Die Nachricht, dass der Einbruch auch persönliche Motive hatte, trifft den Earl, das ist nicht zu übersehen, denn er verliert fast seine gesamte Gesichtsfarbe, die ohnehin schon nicht besonders rosig war, und wirkt noch bedrückter und resignierter. Schwer lässt er sich auf einen Stuhl sinken. »Aus Rache«, murmelt er leise.
»Daddy, geht’s dir nicht gut?«, fragt Sarah schnell. Sie hat sich erhoben und legt ihm eine Hand auf die Schulter, doch er scheint sie gar nicht wahrzunehmen, schüttelt nur den Kopf und starrt vor sich hin, so als könnte er nicht fassen, dass sein ehemaliger Angestellter einen solchen Hass gegen ihn hegt.
»Ich hole dir deine Tabletten«, sagt Sarah und verlässt das Zimmer, nachdem sie mir vorher einen Blick zugeworfen hat, der wohl heißen sollte, dass ich ein Auge auf ihren Vater haben soll.
Der Sergeant, der seine Aufgabe erledigen will, hält ihm jetzt die Liste hin, die auf einem Klemmbrett befestigt ist, zusammen mit einem Stift. »Wenn Sie dann bitte unterschreiben würden, dass Sie die …«
»Es fehlen Sachen«, unterbricht ihn Jonathan, und als der Sergeant ihn fragend anblickt, deutet er auf die Schatullen, die er sich angesehen hat. »Der Schmuck ist nicht vollständig.«
Alle im Raum schweigen überrascht, und der Sergeant blickt verwirrt von seinem Chef zum Earl und wieder zurück auf seine Liste.
»Aber hier steht …«
»Es fehlt sogar eine Menge«, redet Jonathan weiter, wieder ohne auf den jungen Polizisten zu achten. »Es müssten deutlich mehr Ketten, Ohrringe und Armbänder sein. Und ein sehr wertvolles und auffälliges Diamantdiadem.«
»Äh … nein«, widerspricht ihm der Sergeant und konsultiert noch mal seine Aufstellung. »Ein Saphirkollier – mehr Schmuck ist hier nicht angegeben.« Er sieht erneut zum Earl, um sich zu vergewissern, dass das korrekt ist. »Oder wurde etwas vergessen?«
Der Earl wirkt als einziger nicht überrascht über Jonathans Behauptung, sondern eher unangenehm berührt, so als wäre es ihm deutlich lieber gewesen, wenn Jonathan diese Sache nicht thematisiert hätte.

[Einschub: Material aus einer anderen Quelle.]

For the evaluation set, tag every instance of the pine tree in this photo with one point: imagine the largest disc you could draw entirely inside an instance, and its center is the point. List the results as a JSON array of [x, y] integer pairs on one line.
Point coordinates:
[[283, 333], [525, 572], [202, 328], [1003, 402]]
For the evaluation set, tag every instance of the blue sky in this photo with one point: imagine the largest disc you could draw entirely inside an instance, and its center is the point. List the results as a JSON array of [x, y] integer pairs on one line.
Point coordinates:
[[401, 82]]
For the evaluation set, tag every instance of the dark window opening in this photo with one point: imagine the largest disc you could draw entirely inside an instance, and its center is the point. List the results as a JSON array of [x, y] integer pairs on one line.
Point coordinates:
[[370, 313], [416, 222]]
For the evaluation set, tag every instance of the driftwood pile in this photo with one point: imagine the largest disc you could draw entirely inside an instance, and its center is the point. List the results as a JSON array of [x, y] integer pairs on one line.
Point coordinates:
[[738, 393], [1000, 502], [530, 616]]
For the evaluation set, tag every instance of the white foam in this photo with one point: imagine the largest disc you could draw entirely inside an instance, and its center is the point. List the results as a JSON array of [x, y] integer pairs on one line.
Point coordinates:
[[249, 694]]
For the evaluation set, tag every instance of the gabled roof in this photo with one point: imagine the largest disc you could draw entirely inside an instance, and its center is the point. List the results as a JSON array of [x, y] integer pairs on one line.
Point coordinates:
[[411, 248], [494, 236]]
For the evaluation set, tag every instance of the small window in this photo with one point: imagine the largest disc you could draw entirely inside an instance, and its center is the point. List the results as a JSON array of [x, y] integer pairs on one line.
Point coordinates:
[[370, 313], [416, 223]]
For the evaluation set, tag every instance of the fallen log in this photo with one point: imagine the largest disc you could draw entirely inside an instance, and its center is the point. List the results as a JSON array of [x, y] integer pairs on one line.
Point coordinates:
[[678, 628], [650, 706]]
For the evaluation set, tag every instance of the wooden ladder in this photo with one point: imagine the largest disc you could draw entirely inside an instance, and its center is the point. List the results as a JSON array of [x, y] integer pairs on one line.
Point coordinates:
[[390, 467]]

»Mylord?«, fragt der Sergeant höflich nach, als er nach einem langen Augenblick immer noch nicht reagiert hat.
Der Earl räuspert sich. »Nein«, sagt er dann mit fester Stimme und sieht seinen Sohn an, dessen Blick fragend, aber auch anklagend ist. »Es fehlt nichts.«
Er streckt die Hand nach der Liste aus und nimmt sie dem Sergeant ab, unterschreibt sie und gibt sie ihm mit einem Kopfnicken wieder zurück. »Vielen Dank, dass Sie sich die Mühe gemacht haben, die Sachen vorbeizubringen.«
Der DCI lächelt und verbeugt sich leicht. »Das ist doch selbstverständlich, Lord Lockwood«, versichert er dem Earl, und für einen Moment frage ich mich, ob es normal ist, dass die Polizei sich so viel Mühe macht oder ob es auch wieder daran liegt, dass der Earl der Earl ist. Wundern würde es mich nicht.